Judd Apatow has always found himself drawn to stories of underdogs. From working on “Freaks and Geeks,” the TV show about high school misfits, to his directorial debut “The 40-Year-Old Virgin,” he has always found interest in characters who are seemingly stuck in their lives and in need of a push.
“It’s usually somebody that needs something to happen to knock them out of their rut, to force them to grow or evolve in some way,” Apatow said in a recent roundtable interview.
His new film “The King of Staten Island” is another such story that brings an added depth to the typical formula. The film centers around 24-year-old Scott (Pete Davidson) who still lives with his mother, Margie (Marisa Tomei) and spends his days smoking with his friends. He has no set path in life and is still trying to grapple with the grief of his firefighter father’s death from when he was a child. Throughout the film, Scott tries to find his path in life as his mother begins her first serious relationship since his father’s death and his younger sister, Claire (Maude Apatow), excels at college.

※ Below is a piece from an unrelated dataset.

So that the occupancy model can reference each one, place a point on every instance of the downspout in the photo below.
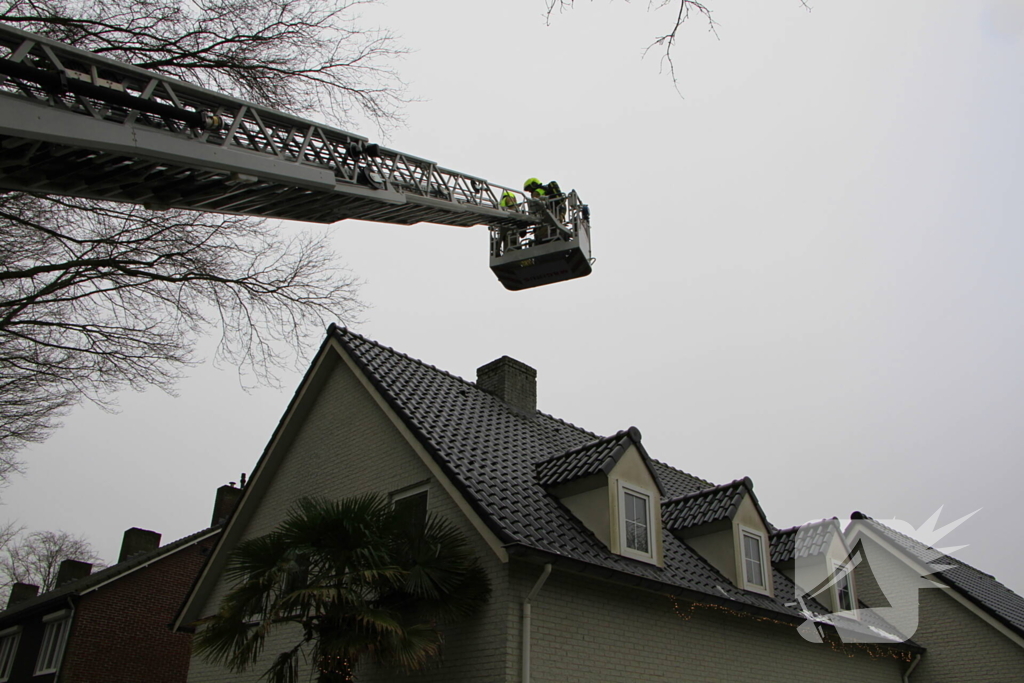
(526, 621)
(909, 670)
(64, 650)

Apatow directed the film while also co-writing the screenplay with comedians Davidson and Dave Sirus. This was not the first time the pair had worked on a script together, as they had attempted once before with a concept Apatow had given them. While that script never left the early stages of development, it gave Davidson the opportunity to get into writing and eventually led to him wanting to dig deeper with a new inspiration: his own life.
“As Pete showed a willingness to explore some difficult material, we sat down and improvised and outlined for months,” Apatow said. “And we just talked about his life and also this fictional world we were creating and elements from his real life that could inspire story and characters for this fictional world.”

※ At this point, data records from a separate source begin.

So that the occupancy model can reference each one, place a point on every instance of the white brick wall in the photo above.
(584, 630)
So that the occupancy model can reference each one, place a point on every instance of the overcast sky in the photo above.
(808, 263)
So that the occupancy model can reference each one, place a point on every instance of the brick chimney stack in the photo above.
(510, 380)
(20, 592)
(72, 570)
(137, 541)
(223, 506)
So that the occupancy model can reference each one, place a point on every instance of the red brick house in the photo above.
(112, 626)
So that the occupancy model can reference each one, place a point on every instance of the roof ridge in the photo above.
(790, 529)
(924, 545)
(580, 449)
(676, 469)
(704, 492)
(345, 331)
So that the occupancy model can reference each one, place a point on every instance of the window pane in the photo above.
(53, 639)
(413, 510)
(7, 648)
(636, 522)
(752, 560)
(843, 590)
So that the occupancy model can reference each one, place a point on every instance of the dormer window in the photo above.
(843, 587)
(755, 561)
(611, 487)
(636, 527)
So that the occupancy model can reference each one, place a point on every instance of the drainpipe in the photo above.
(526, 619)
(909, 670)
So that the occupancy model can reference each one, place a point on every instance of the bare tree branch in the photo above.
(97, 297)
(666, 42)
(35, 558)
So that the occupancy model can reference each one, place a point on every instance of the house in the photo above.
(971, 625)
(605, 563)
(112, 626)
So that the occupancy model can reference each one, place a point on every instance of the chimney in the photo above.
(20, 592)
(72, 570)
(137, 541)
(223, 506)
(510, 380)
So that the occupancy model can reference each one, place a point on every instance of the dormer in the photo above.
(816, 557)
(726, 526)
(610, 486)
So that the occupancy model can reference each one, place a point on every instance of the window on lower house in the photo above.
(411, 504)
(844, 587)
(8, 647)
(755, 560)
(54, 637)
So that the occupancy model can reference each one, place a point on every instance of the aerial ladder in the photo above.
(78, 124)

When creating the film’s world, one of the major characters that emerged was not a person, but a place: Staten Island. Few films have captured the essence of the borough on screen, the most notable being “The First Purge.” Apatow knew when going into the project that capturing Staten Island’s unique vibe was going to be one of his top priorities. He looked to portray it through specific landmarks locals would recognize. Above all, Apatow wanted Staten Island’s residents to feel that their home was being accurately depicted.
“It is its own bubble and its own culture,” Apatow said. “And we felt like if we shoot the entire movie there we’ll get a truthful look at what it feels like to be there.”

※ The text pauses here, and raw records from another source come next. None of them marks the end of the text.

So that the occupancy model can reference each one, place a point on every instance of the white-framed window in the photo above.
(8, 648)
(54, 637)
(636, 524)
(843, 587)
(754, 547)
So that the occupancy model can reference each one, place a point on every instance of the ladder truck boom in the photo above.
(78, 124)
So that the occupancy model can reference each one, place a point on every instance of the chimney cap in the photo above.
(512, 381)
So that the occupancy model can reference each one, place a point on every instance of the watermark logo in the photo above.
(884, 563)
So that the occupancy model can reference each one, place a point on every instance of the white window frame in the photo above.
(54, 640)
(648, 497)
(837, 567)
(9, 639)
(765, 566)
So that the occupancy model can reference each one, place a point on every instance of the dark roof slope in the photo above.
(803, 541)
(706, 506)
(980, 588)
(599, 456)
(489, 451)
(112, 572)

While location scouting, the group found it helpful to have Staten Island native Davidson on hand, as he was able to show them specific places he thought would be important to feature.
Once they began production on the film, they went through several rehearsals before finally shooting on Staten Island. From table reads in Los Angeles to rehearsals in New York City, this thoroughness allowed the team to connect with the characters and story on a deeper level. Apatow and Davidson used this as an opportunity to look closer at the script and feel that the proper preparation was done before filming started.
Once on set, in order to draw out authentic reactions and moments, he encouraged playing around with the script. With some scenes, he would film one version scripted and another with improvisation.
“A lot of people’s favorite moments in the movie were created during these loose moments,” Apatow said. “I really found that when you have very talented people around you who have writer’s minds, they add levels and layers that I could never think of alone.”
“The King of Staten Island” explores the idea of heroism and how people can be everyday heroes. Apatow saw this focus to be important, as he said he found few movies are focused on people whose lives are devoted to service. While working on the film, Apatow was able to consult with some firefighters and learn from them. One day, he jokingly asked if the job ever got boring and if it consisted of a lot of rescuing cats out of trees; the response he got from one of the firefighters stuck with him.
“The man said to me, ‘I know that sounds corny, but we just really like helping people,’” Apatow said. “And he was so sincere. It really touched me. And I think it is that every day quality that — to me — was so powerful. This was just the way they chose to live their life.”
The process of creating the film was a very personal experience for Davidson as he lost his father, an FDNY firefighter, on Sep. 11, 2001. While still containing the comedy that has come to be expected from Apatow’s work with a mix of Davidson’s distinct dark humor from “Saturday Night Live,” it also touches on the grief and mental health issues that can come from such a loss.
Apatow had previously worked on projects that dealt with both humor and mental health, such as Chris Gehtard’s “Career Suicide” for HBO and the popular TV show “Girls.” He attributes these experiences to giving him more insight and preparing him to guide Davidson as a co-writer and director with the sensitive material.
“I certainly was interested in Pete and working with him to come up with a story that would let people understand what he’s been through,” Apatow said. “And I felt like if we were able to do that well, a lot of people would relate to it because although this story is about the young person who lost their father who’s a firefighter, we’ve all lost somebody.”
The film takes this story and handles it with both consideration and comedy that will hopefully allow people to start discussions on mental health and loss in a constructive way. Apatow hopes that a film featuring these matters may give those going through similar issues a reassuring outlook and offer them a chance to have a laugh.
“I hope that the movie is helpful in some way, because it is about how somebody gets more support, learns more about themselves and hopefully evolves the next place in their development,” Apatow told WSN.
“The King of Staten Island” will premiere on Video on Demand on June 12, 2020.